Tame dastard slaves! who your profession shame,
And fix disgrace on our great founder's name.
Think what late sectaries (an ignoble crew,
Not worthy to be ranked in sin with you)
Inspired with lofty wickedness, durst do:
How from his throne they hurled a monarch down,
And doubly eased him of both life and crown:
They scorned in covert their bold act to hide,
In open face of heaven the work they did,
And braved its vengeance, and its powers defied.
This is his son, and mortal too like him;
Durst you usurp the glory of the crime,
And dare ye not? I know, you scorn to be
By such as they outdone in villany,
Your proper province; true, you urged them on,
Were engines in the fact, but they alone
Shared all the open credit and renown.
But hold! I wrong our church and cause, which need
No foreign instance, nor what others did.
Think on that matchless assassin, whose name
We with just pride can make our happy claim;
He, who at killing of an emperor,
To. give his poison stronger force and power
Mixed a god with't, and made it work more sure:
Blessed memory! which shall through age to come
Stand sacred in the lists of hell and Rome.
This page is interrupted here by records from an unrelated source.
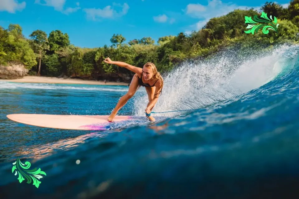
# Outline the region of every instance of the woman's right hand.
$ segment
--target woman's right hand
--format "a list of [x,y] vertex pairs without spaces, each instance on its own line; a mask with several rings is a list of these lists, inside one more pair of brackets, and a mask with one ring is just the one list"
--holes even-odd
[[109,57],[107,57],[104,60],[104,62],[107,64],[112,64],[113,63]]

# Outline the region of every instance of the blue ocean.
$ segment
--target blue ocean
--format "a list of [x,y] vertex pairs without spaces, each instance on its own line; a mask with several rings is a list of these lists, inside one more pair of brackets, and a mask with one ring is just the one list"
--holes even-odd
[[[163,75],[156,122],[103,131],[6,115],[109,115],[128,86],[0,82],[1,198],[298,198],[299,46],[227,50]],[[141,87],[118,115],[144,116],[148,101]],[[12,172],[18,158],[46,173],[38,188]]]

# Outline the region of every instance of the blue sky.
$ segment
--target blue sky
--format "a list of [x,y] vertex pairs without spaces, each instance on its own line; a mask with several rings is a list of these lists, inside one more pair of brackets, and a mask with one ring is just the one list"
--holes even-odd
[[[235,9],[259,10],[267,1],[0,0],[0,26],[19,24],[27,37],[37,29],[48,34],[60,30],[82,47],[110,45],[114,33],[121,34],[125,43],[145,36],[156,42],[159,37],[199,30],[211,18]],[[289,1],[274,2],[285,7]]]

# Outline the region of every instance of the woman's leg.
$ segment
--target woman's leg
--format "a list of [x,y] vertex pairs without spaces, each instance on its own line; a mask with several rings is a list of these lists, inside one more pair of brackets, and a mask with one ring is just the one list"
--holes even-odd
[[[147,95],[149,97],[149,103],[147,103],[147,106],[149,105],[151,102],[154,99],[154,96],[155,94],[155,87],[145,87],[145,90],[146,90],[146,92],[147,93]],[[150,109],[150,111],[151,111],[155,107],[154,106],[152,107]],[[149,117],[149,119],[151,121],[155,121],[155,119],[152,116],[150,116]]]
[[137,76],[136,74],[135,74],[133,77],[131,81],[131,83],[130,84],[130,86],[129,87],[129,90],[121,98],[116,106],[114,108],[112,113],[110,114],[110,115],[108,117],[108,121],[109,122],[112,122],[113,118],[115,117],[115,115],[117,113],[117,112],[119,110],[121,107],[123,106],[125,104],[126,104],[128,101],[134,95],[135,92],[139,88],[140,86],[138,83],[138,79],[137,79]]

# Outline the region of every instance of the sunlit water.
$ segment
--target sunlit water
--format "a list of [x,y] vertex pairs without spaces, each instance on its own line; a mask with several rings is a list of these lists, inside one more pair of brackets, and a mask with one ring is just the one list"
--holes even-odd
[[[6,115],[109,114],[128,86],[1,82],[3,198],[298,197],[299,47],[250,52],[227,51],[164,76],[153,111],[198,110],[104,131]],[[141,88],[118,114],[144,116],[148,101]],[[38,189],[12,173],[17,157],[46,173]]]

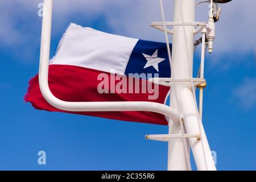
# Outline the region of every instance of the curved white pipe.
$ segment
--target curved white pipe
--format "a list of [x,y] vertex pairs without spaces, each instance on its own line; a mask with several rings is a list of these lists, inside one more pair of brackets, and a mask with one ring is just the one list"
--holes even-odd
[[39,86],[44,99],[53,107],[69,111],[141,111],[162,114],[179,122],[177,112],[166,105],[152,102],[67,102],[55,97],[48,82],[52,0],[44,0],[39,64]]

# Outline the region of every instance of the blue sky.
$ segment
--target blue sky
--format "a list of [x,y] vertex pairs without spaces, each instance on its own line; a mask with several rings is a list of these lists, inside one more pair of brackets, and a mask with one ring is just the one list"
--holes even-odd
[[[71,22],[163,41],[149,26],[160,20],[158,1],[55,1],[51,56]],[[166,134],[166,126],[39,111],[24,102],[28,81],[38,71],[41,2],[0,2],[0,169],[166,169],[167,144],[144,139]],[[205,61],[203,122],[220,170],[256,169],[256,14],[250,9],[256,5],[241,3],[222,6],[214,52]],[[207,9],[201,8],[197,18],[205,20]],[[237,22],[230,22],[237,14]],[[197,52],[195,68],[199,58]],[[38,164],[40,150],[46,152],[45,166]]]

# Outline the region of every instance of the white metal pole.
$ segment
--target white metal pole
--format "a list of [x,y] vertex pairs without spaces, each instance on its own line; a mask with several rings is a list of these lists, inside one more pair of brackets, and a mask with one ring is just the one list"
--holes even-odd
[[[175,0],[174,7],[174,22],[181,22],[180,11],[179,5],[179,1],[183,0]],[[195,21],[195,0],[183,1],[182,4],[184,5],[184,16],[185,22]],[[193,44],[193,34],[191,32],[193,31],[193,26],[186,26],[186,33],[189,38],[188,39],[188,43]],[[187,63],[185,61],[186,49],[184,38],[183,33],[183,27],[181,26],[174,26],[173,39],[172,39],[172,75],[171,77],[177,78],[188,78],[187,73],[188,69]],[[184,61],[185,60],[185,61]],[[174,86],[174,84],[172,84]],[[182,88],[184,83],[177,82],[175,83],[176,89],[171,89],[171,107],[177,110],[178,105],[177,103],[175,91],[178,92],[178,100],[180,99],[180,89]],[[177,134],[181,133],[181,129],[179,123],[170,123],[172,126],[169,126],[169,134]],[[186,139],[187,141],[187,139]],[[188,145],[187,143],[186,144]],[[190,163],[188,164],[186,159],[186,151],[184,146],[183,139],[182,138],[170,139],[168,140],[168,170],[189,170]],[[188,147],[187,148],[189,149]],[[189,152],[189,151],[187,151]]]
[[[181,16],[180,7],[183,10],[183,16]],[[181,22],[182,18],[184,22],[194,22],[195,17],[195,0],[175,0],[174,22]],[[184,30],[185,34],[183,32]],[[172,77],[191,77],[191,73],[193,71],[193,26],[186,26],[185,28],[183,28],[183,26],[175,26],[174,27]],[[188,56],[187,53],[188,54]],[[191,83],[176,82],[176,86],[177,86],[176,90],[177,90],[179,96],[177,104],[181,106],[181,114],[183,117],[187,133],[201,134],[200,140],[197,140],[196,138],[189,139],[197,169],[199,170],[216,170],[207,138],[199,117],[196,101],[194,100],[191,89]],[[171,94],[171,97],[172,100],[175,99],[174,94]],[[173,130],[172,133],[175,131],[175,130]],[[177,143],[177,139],[170,140],[169,148],[172,146],[174,147],[171,151],[169,150],[168,158],[170,160],[175,160],[175,158],[177,158],[181,159],[183,162],[184,161],[183,159],[184,158],[184,154],[180,151],[181,154],[179,155],[178,150],[180,149],[178,147],[175,148],[175,145],[171,144],[172,142],[174,143]],[[172,152],[172,154],[171,152]],[[176,160],[177,162],[177,159]],[[168,165],[170,165],[168,168],[171,169],[178,168],[181,166],[175,164],[171,161],[170,163],[168,163]],[[184,169],[185,169],[185,166],[183,165]]]

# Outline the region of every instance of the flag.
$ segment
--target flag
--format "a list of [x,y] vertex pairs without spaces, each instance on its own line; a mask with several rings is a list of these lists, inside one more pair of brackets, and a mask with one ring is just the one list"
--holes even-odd
[[[170,45],[171,46],[171,45]],[[170,87],[150,77],[170,77],[166,44],[110,34],[71,23],[49,61],[48,83],[53,94],[69,102],[150,101],[164,104]],[[126,121],[167,125],[165,116],[147,111],[79,111],[48,104],[38,74],[25,97],[37,109]]]

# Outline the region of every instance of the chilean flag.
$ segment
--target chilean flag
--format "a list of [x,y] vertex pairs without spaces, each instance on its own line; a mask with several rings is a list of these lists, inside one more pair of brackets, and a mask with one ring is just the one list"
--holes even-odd
[[[147,80],[153,77],[171,77],[166,43],[109,34],[71,23],[60,42],[56,55],[50,60],[48,82],[53,95],[65,101],[150,101],[164,104],[170,87]],[[117,90],[118,84],[121,92]],[[148,85],[152,86],[151,89]],[[136,92],[138,88],[139,92]],[[168,123],[165,116],[153,112],[59,110],[43,98],[38,74],[29,82],[25,101],[39,110]]]

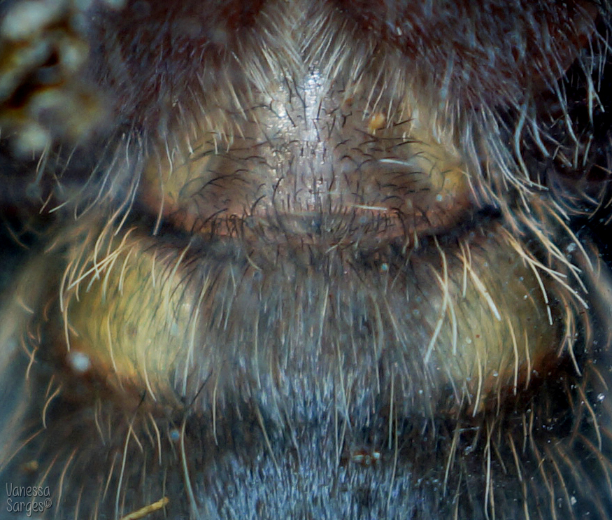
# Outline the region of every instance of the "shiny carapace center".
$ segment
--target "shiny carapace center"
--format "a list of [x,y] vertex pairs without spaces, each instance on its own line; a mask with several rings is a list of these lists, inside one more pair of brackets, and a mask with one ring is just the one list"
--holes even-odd
[[507,204],[483,202],[428,104],[316,67],[271,85],[152,154],[138,197],[157,238],[100,224],[73,248],[69,360],[153,406],[306,390],[476,413],[571,351],[576,268],[543,264]]

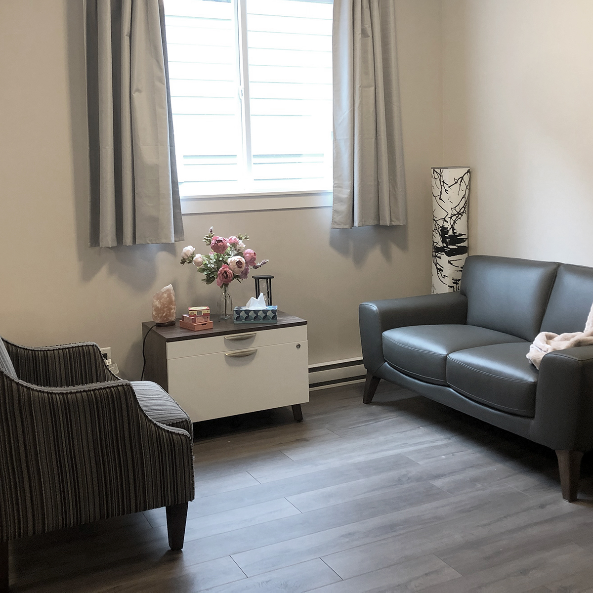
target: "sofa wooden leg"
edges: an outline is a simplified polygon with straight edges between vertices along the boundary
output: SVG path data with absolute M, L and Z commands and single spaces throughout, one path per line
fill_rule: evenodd
M 375 377 L 372 372 L 366 371 L 366 380 L 365 381 L 365 393 L 362 396 L 362 403 L 369 404 L 372 401 L 373 396 L 377 391 L 377 386 L 381 381 L 378 377 Z
M 187 502 L 167 507 L 167 533 L 169 536 L 169 547 L 171 550 L 181 550 L 183 547 L 187 518 Z
M 557 451 L 556 455 L 560 470 L 562 498 L 569 502 L 574 502 L 579 492 L 581 460 L 583 454 L 580 451 Z
M 8 541 L 0 541 L 0 593 L 8 593 Z

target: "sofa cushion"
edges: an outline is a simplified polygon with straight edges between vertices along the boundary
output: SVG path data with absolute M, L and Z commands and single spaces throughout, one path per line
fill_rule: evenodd
M 155 422 L 183 428 L 193 436 L 193 425 L 187 415 L 160 385 L 151 381 L 132 381 L 140 407 Z
M 533 342 L 558 266 L 554 262 L 470 256 L 461 286 L 467 296 L 467 323 Z
M 447 385 L 447 357 L 451 352 L 523 342 L 515 336 L 475 326 L 411 326 L 383 332 L 383 356 L 392 366 L 407 375 Z
M 542 331 L 582 331 L 593 303 L 593 268 L 560 264 L 541 322 Z
M 0 369 L 1 369 L 8 377 L 13 379 L 17 379 L 17 372 L 14 370 L 14 365 L 12 361 L 8 356 L 8 352 L 6 349 L 4 342 L 0 337 Z
M 447 379 L 456 391 L 490 407 L 533 418 L 538 372 L 528 343 L 495 344 L 450 354 Z

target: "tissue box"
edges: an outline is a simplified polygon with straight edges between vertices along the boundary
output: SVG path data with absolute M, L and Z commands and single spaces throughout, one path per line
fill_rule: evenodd
M 235 307 L 232 310 L 234 323 L 277 323 L 278 307 L 270 305 L 262 309 Z

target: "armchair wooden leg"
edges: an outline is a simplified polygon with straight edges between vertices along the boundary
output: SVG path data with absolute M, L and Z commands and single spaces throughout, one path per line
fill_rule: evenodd
M 167 507 L 167 533 L 169 536 L 169 547 L 181 550 L 185 538 L 185 524 L 187 519 L 187 503 L 173 505 Z
M 0 541 L 0 593 L 8 593 L 8 541 Z
M 295 404 L 292 406 L 292 415 L 297 422 L 302 422 L 302 410 L 301 409 L 300 404 Z
M 574 502 L 579 492 L 581 460 L 583 454 L 580 451 L 557 451 L 556 455 L 562 498 L 569 502 Z
M 373 396 L 377 391 L 377 385 L 381 379 L 378 377 L 375 377 L 372 372 L 366 371 L 366 380 L 365 381 L 365 392 L 362 396 L 362 403 L 364 404 L 369 404 L 372 401 Z

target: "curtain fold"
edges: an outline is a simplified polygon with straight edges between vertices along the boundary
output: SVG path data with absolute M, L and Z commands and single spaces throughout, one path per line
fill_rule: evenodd
M 183 241 L 162 0 L 86 0 L 90 244 Z
M 393 0 L 334 0 L 332 228 L 406 222 Z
Let our great Clement[1] and Ravaillac's[2] name,
Your spirits to like heights of sin inflame;


  1. Jacques Clement, a Dominican monk, who assassinated Henry III. at St. Cloud, in 1589, in the same chamber, it is said, where Henry, as Duke of Anjou, assented to the massacre of the Huguenots. Having obtained admission under the pretext of business of importance, Clement, whose fanaticism was stimulated by the Duchess de Montpensier, put a letter in the King's hand, and stabbed him while he was reading it. The regicide was killed on the spot by the attendants. Clement was almost deified for this deed. His portrait was placed on the altars of Paris beside the Eucharist; a statue was erected to him in Notre Dame; the Sorbonne demanded his canonization; and Pope Sextus V. pronounced a panegyric upon his memory.
  2. François Ravaillac, executed in 1610 for the murder of Henry IV.